Un Réaménagement ministériel est imminent. A propos, quelques langues se font peu discrètes dans l’entourage du chef de l’Etat, Alassane Ouattara et du premier ministre Amadou Gon Coulibaly.

En effet, Patrick Achi, l’actuel secrétaire général de la présidence ivoirienne est pré-senti au ministère des affaires étrangères. Il remplacerait Marcel Amon Tanoh. Il convient de rappeler que Patrick Achi est polyglotte. Toute chose qui constitue un véritable atout pour l’ex cadre du Pdci nourri à la mamelle de ce parti.

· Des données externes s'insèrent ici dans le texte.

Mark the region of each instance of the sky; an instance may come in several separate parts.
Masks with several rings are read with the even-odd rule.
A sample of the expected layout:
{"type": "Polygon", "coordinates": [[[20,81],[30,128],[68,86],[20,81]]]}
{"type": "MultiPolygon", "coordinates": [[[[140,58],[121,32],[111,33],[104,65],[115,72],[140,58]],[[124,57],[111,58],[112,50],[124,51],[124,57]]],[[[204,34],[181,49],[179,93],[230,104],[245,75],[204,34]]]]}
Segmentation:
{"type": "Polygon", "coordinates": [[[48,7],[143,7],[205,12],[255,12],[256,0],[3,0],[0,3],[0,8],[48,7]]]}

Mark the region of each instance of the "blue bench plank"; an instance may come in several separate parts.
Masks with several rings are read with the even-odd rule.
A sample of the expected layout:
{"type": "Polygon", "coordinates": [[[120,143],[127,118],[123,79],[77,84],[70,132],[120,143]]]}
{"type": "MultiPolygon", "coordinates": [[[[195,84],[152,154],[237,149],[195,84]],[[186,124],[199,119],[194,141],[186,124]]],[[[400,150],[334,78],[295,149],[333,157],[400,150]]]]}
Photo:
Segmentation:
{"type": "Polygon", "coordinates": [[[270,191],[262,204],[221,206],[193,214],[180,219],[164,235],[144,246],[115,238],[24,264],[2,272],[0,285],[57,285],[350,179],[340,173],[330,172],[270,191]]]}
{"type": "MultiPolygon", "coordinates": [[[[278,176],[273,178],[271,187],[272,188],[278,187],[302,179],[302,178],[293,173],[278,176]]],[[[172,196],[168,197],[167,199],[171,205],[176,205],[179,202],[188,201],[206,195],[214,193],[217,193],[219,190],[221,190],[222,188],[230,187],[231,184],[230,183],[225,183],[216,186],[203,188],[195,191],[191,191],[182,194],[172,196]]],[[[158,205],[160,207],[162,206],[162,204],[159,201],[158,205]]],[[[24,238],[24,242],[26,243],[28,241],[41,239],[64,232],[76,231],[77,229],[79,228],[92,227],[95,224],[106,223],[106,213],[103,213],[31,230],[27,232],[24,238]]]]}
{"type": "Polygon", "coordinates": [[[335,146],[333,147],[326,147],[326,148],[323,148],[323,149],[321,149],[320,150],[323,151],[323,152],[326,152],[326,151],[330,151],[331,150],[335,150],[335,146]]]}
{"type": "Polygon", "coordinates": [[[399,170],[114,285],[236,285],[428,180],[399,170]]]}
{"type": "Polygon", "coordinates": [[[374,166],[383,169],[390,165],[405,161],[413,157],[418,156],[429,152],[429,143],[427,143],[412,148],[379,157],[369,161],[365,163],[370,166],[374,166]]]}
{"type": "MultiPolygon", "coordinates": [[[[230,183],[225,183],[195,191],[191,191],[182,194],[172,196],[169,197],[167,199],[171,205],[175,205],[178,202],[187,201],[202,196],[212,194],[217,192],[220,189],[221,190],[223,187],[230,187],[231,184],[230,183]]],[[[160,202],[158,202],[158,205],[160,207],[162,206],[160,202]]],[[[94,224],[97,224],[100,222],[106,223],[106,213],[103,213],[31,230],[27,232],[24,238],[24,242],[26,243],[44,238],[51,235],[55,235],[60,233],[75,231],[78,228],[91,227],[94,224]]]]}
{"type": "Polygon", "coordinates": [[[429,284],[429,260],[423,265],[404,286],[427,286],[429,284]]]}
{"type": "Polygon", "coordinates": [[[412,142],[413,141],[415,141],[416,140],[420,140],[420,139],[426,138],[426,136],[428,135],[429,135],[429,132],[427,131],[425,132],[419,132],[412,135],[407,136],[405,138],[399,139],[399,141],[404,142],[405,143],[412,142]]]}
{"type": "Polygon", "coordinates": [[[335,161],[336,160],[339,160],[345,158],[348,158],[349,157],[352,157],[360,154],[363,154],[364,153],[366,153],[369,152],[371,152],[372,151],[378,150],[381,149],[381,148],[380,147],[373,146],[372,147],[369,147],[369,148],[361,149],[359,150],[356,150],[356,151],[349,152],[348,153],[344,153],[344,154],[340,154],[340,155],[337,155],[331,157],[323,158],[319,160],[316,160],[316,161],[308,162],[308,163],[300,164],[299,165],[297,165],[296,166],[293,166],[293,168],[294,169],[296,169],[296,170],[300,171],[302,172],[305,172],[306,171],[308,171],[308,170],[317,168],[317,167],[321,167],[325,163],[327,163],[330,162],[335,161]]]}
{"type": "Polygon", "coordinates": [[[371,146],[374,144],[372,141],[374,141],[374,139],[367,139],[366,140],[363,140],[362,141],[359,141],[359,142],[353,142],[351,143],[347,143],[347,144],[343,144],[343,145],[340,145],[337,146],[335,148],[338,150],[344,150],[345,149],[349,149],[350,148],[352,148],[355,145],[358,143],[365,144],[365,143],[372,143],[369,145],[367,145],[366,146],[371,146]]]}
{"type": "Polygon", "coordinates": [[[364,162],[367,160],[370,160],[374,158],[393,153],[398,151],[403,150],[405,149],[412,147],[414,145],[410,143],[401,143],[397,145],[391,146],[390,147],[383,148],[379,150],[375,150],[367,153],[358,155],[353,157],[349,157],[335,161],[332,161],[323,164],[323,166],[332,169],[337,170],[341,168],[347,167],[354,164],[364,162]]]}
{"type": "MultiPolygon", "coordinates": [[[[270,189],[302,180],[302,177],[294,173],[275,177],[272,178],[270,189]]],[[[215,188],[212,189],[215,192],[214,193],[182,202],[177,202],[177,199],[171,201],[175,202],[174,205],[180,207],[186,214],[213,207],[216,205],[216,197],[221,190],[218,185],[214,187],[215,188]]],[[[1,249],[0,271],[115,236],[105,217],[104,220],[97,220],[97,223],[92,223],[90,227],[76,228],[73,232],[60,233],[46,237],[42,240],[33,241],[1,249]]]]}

Selon une source proche du palais, l’actuel patron de la diplomatie ivoirienne aura à occuper dans les tout prochains jours, la présidence du Conseil économique, social et environnemental. Charles Koffi Diby est appelé à faire valoir ses compétences à la banque mondiale et au FMI.

Selon l’information dont nous disposons Jean Claude Kouassi devrait être nommé ambassadeur. Mais celui-ci rechigne à quitter le gouvernement. Le ministre des mines et de la géologie, Jean Claude Kouassi avait été interpellé par le premier ministre Amadou Gon Coulibaly, sur un dossier concernant des fraudes d’orpailleurs clandestins chinois à Boniérédougou (au nord de la Côte d’Ivoire) soutenus par des satrapes locaux tapis au sein de la direction du cadastre minier et de la direction générale des Mines.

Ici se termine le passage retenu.